Halifax/Counselling Intermediary - no contact, comments pleasegreenspun.com : LUSENET : Repossession : One Thread
I have just had a thought, and would appreciate any comments.
I had a letter on 16/9 from Counselling Intermediary Services ltd on behalf of Halifax chasing £30K. I wrote back to them asking for all the docs listed to ask for on this site, eg. MIG, estate agents info, mortgage deed, blah, blah.
I sent another letter to CISL the next day asking how much a SARn would cost. I also stopped paying £10 a month I had been paying to Addleshaw Booth & Co for 'costs' incurred, and agreed back in 1998 when I was young and naive! (although I haven't informed anyone except for bank about this).
I haven't heard anything on either of these matters, i.e the standing order or the letters I requested? I didn't get even get an acknowledgement of the letter I sent to CISL for the docs, but I know they must have received it because I always put my address on the back of the envelope in case of touble with delivery. Do you think I should write back to CISL asking for the info again, or should I just deal direct with Halifax now?
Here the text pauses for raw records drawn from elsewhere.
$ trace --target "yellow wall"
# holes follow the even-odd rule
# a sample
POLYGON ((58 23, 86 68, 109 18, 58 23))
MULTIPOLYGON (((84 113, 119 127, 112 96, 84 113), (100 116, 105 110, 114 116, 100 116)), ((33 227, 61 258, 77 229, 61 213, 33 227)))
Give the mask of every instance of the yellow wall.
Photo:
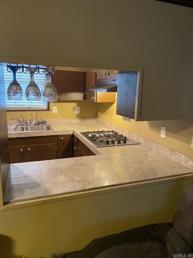
POLYGON ((193 158, 193 119, 135 122, 116 115, 116 103, 97 103, 97 117, 193 158), (162 126, 166 127, 165 139, 160 137, 162 126))
POLYGON ((31 207, 24 203, 23 207, 1 211, 0 257, 60 258, 97 237, 171 222, 192 182, 192 175, 185 178, 132 184, 111 192, 101 189, 31 207))
MULTIPOLYGON (((41 111, 42 117, 46 119, 50 118, 71 118, 78 117, 95 117, 96 104, 87 100, 65 100, 51 103, 50 111, 41 111), (58 113, 53 113, 53 106, 57 106, 58 113), (80 113, 75 114, 74 108, 79 106, 80 113)), ((20 115, 26 119, 35 118, 35 111, 7 111, 8 120, 13 117, 20 117, 20 115)))

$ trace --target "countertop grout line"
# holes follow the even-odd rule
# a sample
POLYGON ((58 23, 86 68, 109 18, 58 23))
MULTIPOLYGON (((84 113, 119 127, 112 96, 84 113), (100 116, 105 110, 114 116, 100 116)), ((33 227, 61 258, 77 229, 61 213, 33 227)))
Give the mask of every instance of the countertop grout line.
POLYGON ((41 172, 41 175, 42 176, 42 183, 43 184, 43 188, 44 189, 44 192, 45 193, 45 196, 46 196, 46 189, 45 189, 45 186, 44 185, 44 183, 43 180, 43 177, 42 176, 42 170, 41 169, 41 167, 40 166, 40 161, 38 161, 38 163, 39 163, 39 166, 40 166, 40 171, 41 172))

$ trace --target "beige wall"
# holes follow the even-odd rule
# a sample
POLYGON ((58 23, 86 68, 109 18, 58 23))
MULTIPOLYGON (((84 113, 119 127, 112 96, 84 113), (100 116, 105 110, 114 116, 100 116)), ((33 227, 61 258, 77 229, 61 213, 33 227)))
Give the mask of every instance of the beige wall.
POLYGON ((116 115, 116 103, 98 103, 97 117, 193 158, 193 119, 135 122, 116 115), (160 137, 162 126, 166 127, 165 139, 160 137))
MULTIPOLYGON (((50 111, 41 111, 42 118, 45 119, 50 118, 71 118, 78 117, 95 117, 96 116, 96 104, 87 100, 64 101, 51 103, 50 111), (53 106, 57 106, 58 113, 53 113, 53 106), (80 113, 75 114, 75 107, 79 106, 80 113)), ((7 111, 8 120, 13 117, 20 118, 21 115, 26 119, 36 118, 35 111, 7 111)), ((39 116, 39 115, 38 115, 39 116)), ((39 116, 38 116, 38 118, 39 116)))
POLYGON ((0 62, 144 67, 144 120, 193 115, 192 8, 154 0, 1 2, 0 62), (26 21, 34 16, 32 30, 26 21))

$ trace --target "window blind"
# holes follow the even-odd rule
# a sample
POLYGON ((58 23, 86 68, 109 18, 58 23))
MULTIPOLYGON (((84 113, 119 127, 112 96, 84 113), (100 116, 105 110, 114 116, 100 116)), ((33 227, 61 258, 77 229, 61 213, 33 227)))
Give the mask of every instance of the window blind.
MULTIPOLYGON (((21 85, 23 91, 23 97, 22 100, 8 100, 7 97, 7 90, 9 85, 13 80, 13 73, 12 72, 8 72, 6 67, 3 67, 3 73, 7 109, 47 109, 48 103, 44 102, 41 97, 41 100, 39 101, 29 101, 27 100, 25 97, 25 89, 30 80, 29 73, 20 73, 17 72, 16 74, 16 80, 21 85)), ((45 75, 34 73, 34 80, 37 84, 41 92, 42 88, 46 81, 45 75)))

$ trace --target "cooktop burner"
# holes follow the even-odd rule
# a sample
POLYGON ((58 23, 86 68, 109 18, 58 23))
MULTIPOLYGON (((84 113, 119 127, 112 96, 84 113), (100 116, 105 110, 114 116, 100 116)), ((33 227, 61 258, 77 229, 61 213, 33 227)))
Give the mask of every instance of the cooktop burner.
POLYGON ((119 134, 114 131, 88 131, 81 133, 96 147, 139 144, 134 141, 127 139, 122 134, 119 134))

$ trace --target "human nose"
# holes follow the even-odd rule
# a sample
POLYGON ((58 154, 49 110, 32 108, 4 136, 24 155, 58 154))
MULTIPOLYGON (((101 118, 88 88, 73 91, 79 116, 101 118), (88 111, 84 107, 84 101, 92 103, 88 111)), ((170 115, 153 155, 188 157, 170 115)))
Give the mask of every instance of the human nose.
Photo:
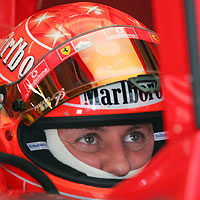
POLYGON ((122 144, 112 145, 108 148, 102 169, 115 176, 125 176, 128 174, 131 170, 131 163, 122 144))

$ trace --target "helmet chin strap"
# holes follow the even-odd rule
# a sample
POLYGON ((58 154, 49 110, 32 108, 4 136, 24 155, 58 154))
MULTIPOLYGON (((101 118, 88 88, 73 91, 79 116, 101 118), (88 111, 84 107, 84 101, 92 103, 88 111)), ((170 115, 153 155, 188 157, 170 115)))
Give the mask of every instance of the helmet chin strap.
POLYGON ((78 160, 75 156, 73 156, 60 140, 57 129, 45 130, 45 134, 46 134, 47 145, 49 147, 49 150, 57 160, 82 173, 85 173, 89 177, 105 178, 105 179, 127 179, 135 174, 138 174, 148 164, 147 162, 145 166, 136 170, 132 170, 125 176, 120 176, 120 177, 115 176, 112 173, 108 173, 103 170, 92 167, 78 160))

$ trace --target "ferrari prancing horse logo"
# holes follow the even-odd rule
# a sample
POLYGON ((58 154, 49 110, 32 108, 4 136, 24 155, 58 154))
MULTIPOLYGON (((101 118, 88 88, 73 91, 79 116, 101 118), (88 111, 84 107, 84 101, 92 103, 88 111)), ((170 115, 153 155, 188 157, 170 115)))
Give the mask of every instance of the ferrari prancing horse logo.
POLYGON ((64 55, 69 55, 70 54, 70 51, 71 51, 71 48, 69 45, 67 45, 66 47, 63 47, 61 50, 61 53, 64 54, 64 55))

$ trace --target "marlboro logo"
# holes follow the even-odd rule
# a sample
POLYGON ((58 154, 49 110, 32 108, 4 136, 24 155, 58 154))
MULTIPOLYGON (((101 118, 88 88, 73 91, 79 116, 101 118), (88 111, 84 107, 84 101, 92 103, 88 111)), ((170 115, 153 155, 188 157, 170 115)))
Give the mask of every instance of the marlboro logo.
MULTIPOLYGON (((144 86, 146 87, 146 86, 144 86)), ((137 108, 162 101, 160 92, 144 93, 127 82, 119 82, 96 88, 80 95, 81 105, 101 107, 101 109, 137 108)))

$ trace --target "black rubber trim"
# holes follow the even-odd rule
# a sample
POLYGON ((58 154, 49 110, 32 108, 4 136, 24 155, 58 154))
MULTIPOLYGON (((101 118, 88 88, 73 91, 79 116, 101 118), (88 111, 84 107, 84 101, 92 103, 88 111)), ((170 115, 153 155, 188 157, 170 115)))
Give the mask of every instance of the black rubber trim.
MULTIPOLYGON (((152 122, 154 124, 154 131, 161 131, 163 130, 161 116, 162 112, 151 112, 104 116, 98 115, 82 117, 42 118, 31 126, 25 126, 21 122, 18 127, 17 135, 19 145, 23 153, 33 163, 35 163, 43 170, 68 181, 94 187, 110 188, 119 183, 120 180, 88 177, 86 174, 59 162, 56 158, 54 158, 49 150, 44 149, 40 151, 30 151, 26 144, 29 142, 46 141, 44 130, 55 128, 86 128, 152 122)), ((155 153, 156 152, 154 151, 153 154, 155 153)))
POLYGON ((56 128, 88 128, 100 126, 128 125, 141 123, 162 123, 162 112, 130 113, 98 116, 76 116, 76 117, 44 117, 36 121, 32 127, 42 129, 56 128))
POLYGON ((185 16, 186 16, 186 29, 187 41, 189 50, 189 62, 191 70, 191 81, 193 89, 193 101, 196 126, 200 129, 200 64, 199 64, 199 47, 197 36, 197 20, 195 15, 195 2, 194 0, 184 0, 185 16))
POLYGON ((39 168, 30 163, 29 161, 10 154, 0 152, 0 162, 17 167, 40 183, 43 189, 50 194, 59 194, 55 185, 39 168))

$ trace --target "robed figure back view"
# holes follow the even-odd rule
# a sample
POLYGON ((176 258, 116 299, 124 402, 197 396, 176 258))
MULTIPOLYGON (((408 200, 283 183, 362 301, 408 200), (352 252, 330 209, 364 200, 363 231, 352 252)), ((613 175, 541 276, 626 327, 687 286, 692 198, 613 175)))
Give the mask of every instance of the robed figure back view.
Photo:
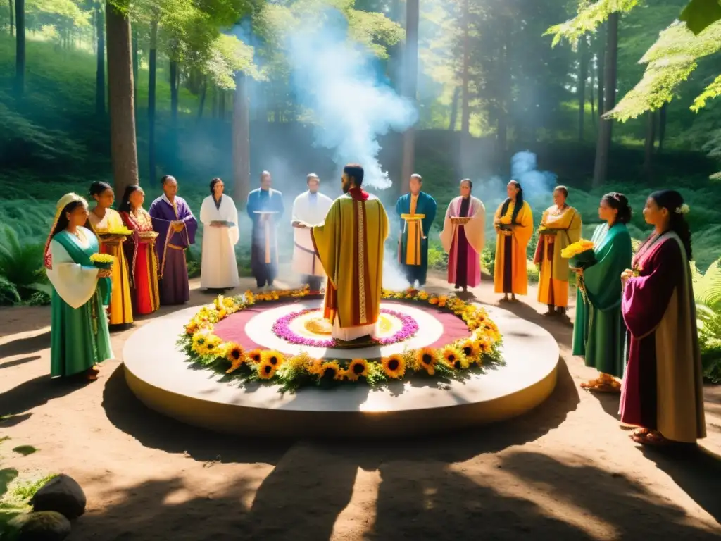
POLYGON ((363 177, 360 165, 343 168, 344 195, 311 230, 328 275, 324 317, 333 324, 332 337, 344 341, 374 338, 380 313, 388 216, 378 198, 360 188, 363 177))

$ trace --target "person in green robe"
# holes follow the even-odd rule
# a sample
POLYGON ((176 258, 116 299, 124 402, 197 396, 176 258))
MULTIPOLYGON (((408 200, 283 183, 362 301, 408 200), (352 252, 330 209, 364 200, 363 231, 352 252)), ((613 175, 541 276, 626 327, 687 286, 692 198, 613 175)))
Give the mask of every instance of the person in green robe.
POLYGON ((396 203, 396 214, 400 219, 398 239, 398 263, 412 287, 425 285, 428 272, 428 232, 435 219, 435 200, 422 192, 423 179, 414 174, 409 182, 410 192, 401 195, 396 203))
POLYGON ((626 224, 631 207, 622 193, 601 198, 598 217, 606 223, 596 228, 591 240, 596 263, 576 270, 576 319, 572 354, 583 356, 598 378, 581 384, 584 389, 620 392, 624 368, 625 326, 621 317, 621 274, 631 265, 631 235, 626 224))
POLYGON ((45 247, 50 297, 50 377, 84 373, 97 379, 97 364, 112 359, 106 307, 110 298, 110 269, 91 260, 100 251, 97 238, 84 227, 88 204, 68 193, 58 201, 45 247))

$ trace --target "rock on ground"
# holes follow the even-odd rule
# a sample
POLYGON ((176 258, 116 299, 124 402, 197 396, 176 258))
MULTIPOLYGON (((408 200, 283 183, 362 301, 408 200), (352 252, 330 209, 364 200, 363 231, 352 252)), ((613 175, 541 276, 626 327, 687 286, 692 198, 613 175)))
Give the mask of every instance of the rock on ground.
POLYGON ((68 475, 61 474, 46 483, 30 500, 33 511, 55 511, 68 520, 85 512, 87 500, 80 485, 68 475))

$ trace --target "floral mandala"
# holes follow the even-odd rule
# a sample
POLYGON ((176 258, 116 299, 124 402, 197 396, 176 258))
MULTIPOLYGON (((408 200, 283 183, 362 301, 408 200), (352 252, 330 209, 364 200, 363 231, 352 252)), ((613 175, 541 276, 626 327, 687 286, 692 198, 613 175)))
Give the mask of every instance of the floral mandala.
MULTIPOLYGON (((295 333, 290 327, 290 324, 298 317, 310 314, 311 312, 320 312, 318 308, 309 308, 305 310, 293 312, 283 317, 279 318, 273 326, 273 332, 279 338, 285 340, 286 342, 296 346, 308 346, 315 348, 333 348, 337 343, 333 338, 309 338, 295 333)), ((398 342, 402 342, 411 338, 418 332, 418 324, 415 320, 407 314, 403 314, 395 310, 389 310, 387 308, 381 308, 381 313, 390 315, 400 320, 402 327, 394 334, 389 337, 379 338, 375 340, 382 346, 389 346, 398 342)))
-- One Angry Mother (firstname.lastname@example.org), October 11, 2002
I wouldn't bother writing to CISL if they can't be bothered to answer you it's no loss, they can take months to answer. We were dealing with Hammonds, Suddards & Edge and then Bradford & Bingley and at the moment it's all gone quiet for about 7 months. Don't waste your money on the stamp, you responded to their request so let them respond to yours.
-- Chris (email@example.com), October 11, 2002.
I am not sure that I agree with the reply to this one.
To protect yourself I would recommend sending one final letter in two weeks time should no reply be received in between, asking for copies of all items (as per your first lender to the co) Stating that a copy of this letter will be used as evidence in any court action taken to prove attempts to resolve this matter have been made.
Additionally if the letter you replied to was received 16/9, even if you sent your reply the same day then they may not have received the info from your lender yet!
I would not issue a SARN (don't ask how much it is, in the majority of cases it is either £10 or free of charge - they will reimburse any overpayment anyway)
Issuing a SARN will not really help you with this lender, Halifax are quite good with their compliance. (also a SARN should be issued to the lender, not their collection companies etc.)
Dealing direct with the Halifax is quicker, but unless you want them to react quick (i.e. you have money to pay them or are willing to pay) why bother, use CISL, unless you receive correspondence directly from your lender.
If you need a template letter either look on this site or reply to me and I will draft you one.
PS what happened in 1998, regarding Addleshaw Booth and Co 'costs incurred'. WHat did you agree to, what was these costs incurred?
-- Paul Adamson (firstname.lastname@example.org), October 11, 2002.
CISL will most probably have sent your letter to Halifax as you've asked for documents and not done as they want and paid up without question. I've had letters from CISL before and they just do debt collection just like all the others. I find that as soon as I respond and ask for information, they stop writing.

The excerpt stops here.